Our findings carry three important implications. First, for policymakers: The evidence suggests that conventional monetary policy is less potent than often assumed. Raising rates may cool the economy and prices, but the magnitude is limited. This should temper expectations about how quickly inflation can be brought down at reasonable cost. Indeed, after correcting for bias, the sacrifice ratio – the output cost of reducing inflation – increases from 1.3 (uncorrected) to 1.7 (corrected). In other words, policymakers may need to raise rates much more strongly and accept larger output losses to achieve the same disinflation.
With inflation in advanced economies finally receding towards target levels but with uncertain outlook in many regions, central banks face difficult trade-offs. Should they keep rates high to ensure inflation returns to two percent, or cut to support growth? In either direction, small steps will likely produce only small effects. This does not mean monetary policy is irrelevant – far from it. But it does mean that a more comprehensive policy mix may be warranted to address current economic challenges. Other policy areas, such as fiscal, industrial, trade, labor market and competition policies may play a comparably larger role for price stability and macroeconomic management than commonly acknowledged.

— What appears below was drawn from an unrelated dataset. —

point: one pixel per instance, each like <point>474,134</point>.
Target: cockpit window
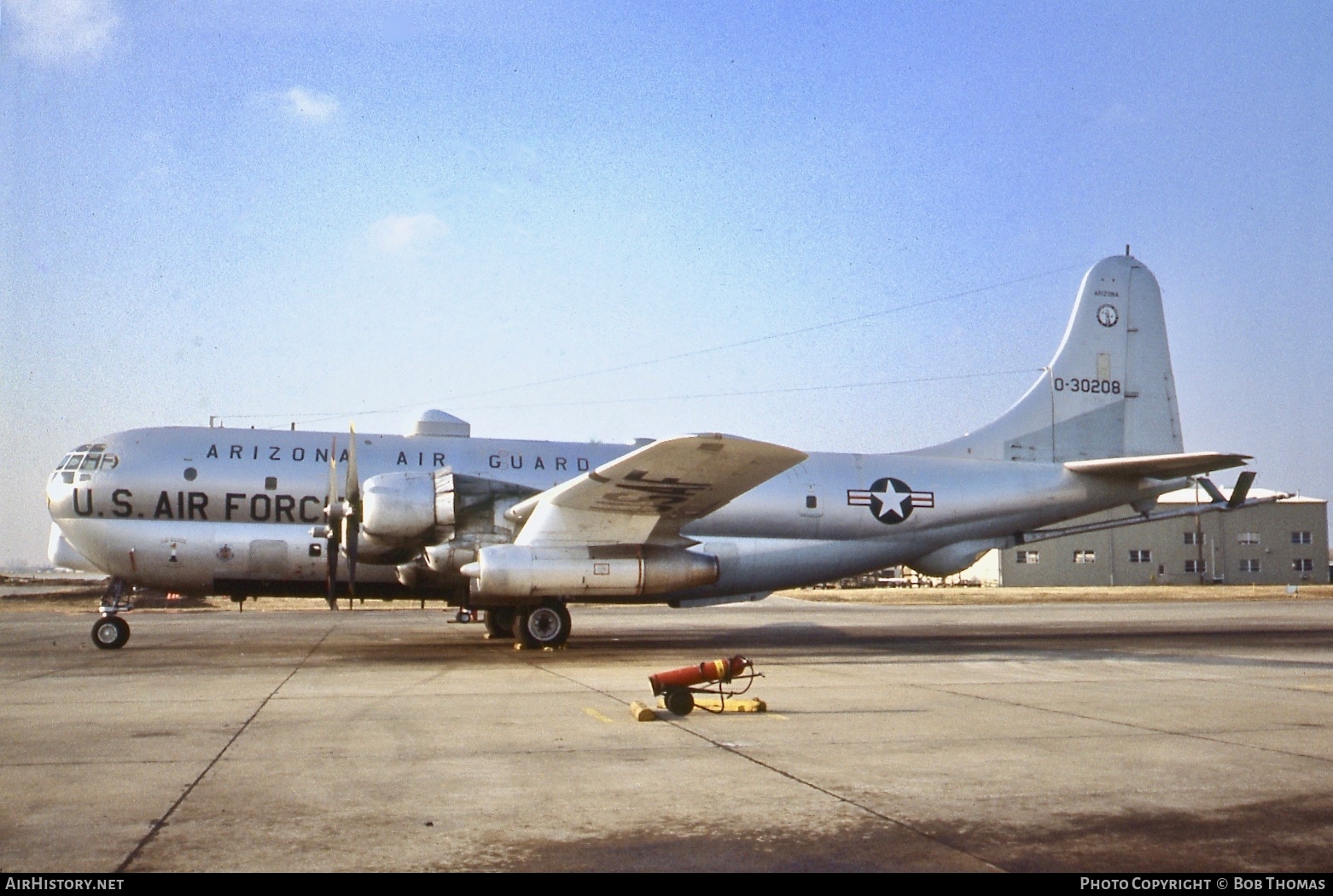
<point>87,459</point>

Second, for macroeconomic modeling: Standard New Keynesian models predict larger and faster effects than we observe in the bias-corrected data. Our results align better with semi-structural models, which tend to show more muted and drawn-out responses. Likewise, applied larger-scale heterogeneous-agent New Keynesian (HANK) models with richer structures can produce impulse-responses that fall into our range of bias-corrected estimates.
Third, for future empirical research: we find that the choice of how to identify monetary policy shocks affects the results. However, identification may have received disproportionate attention in comparison to p-hacking and publication bias, which are more influential according to our findings. Future research on monetary policy should put more weight on questions of open science, replicability, and acceptance of null results, which have received increasing attention in the wider economics profession more recently.
Our study provides a comprehensive quantitative synthesis of how output and prices respond to interest rate shocks. The main lesson is sobering: the effects are real, but smaller, slower, and less reliable than often claimed. Conventional monetary policy remains a key policy tool – but it is not the “all-powerful lever” many models and textbooks portray. For policymakers, researchers, and market participants alike, our analysis might contribute toward a more modest view of what conventional monetary policy can achieve in terms of steering the economy.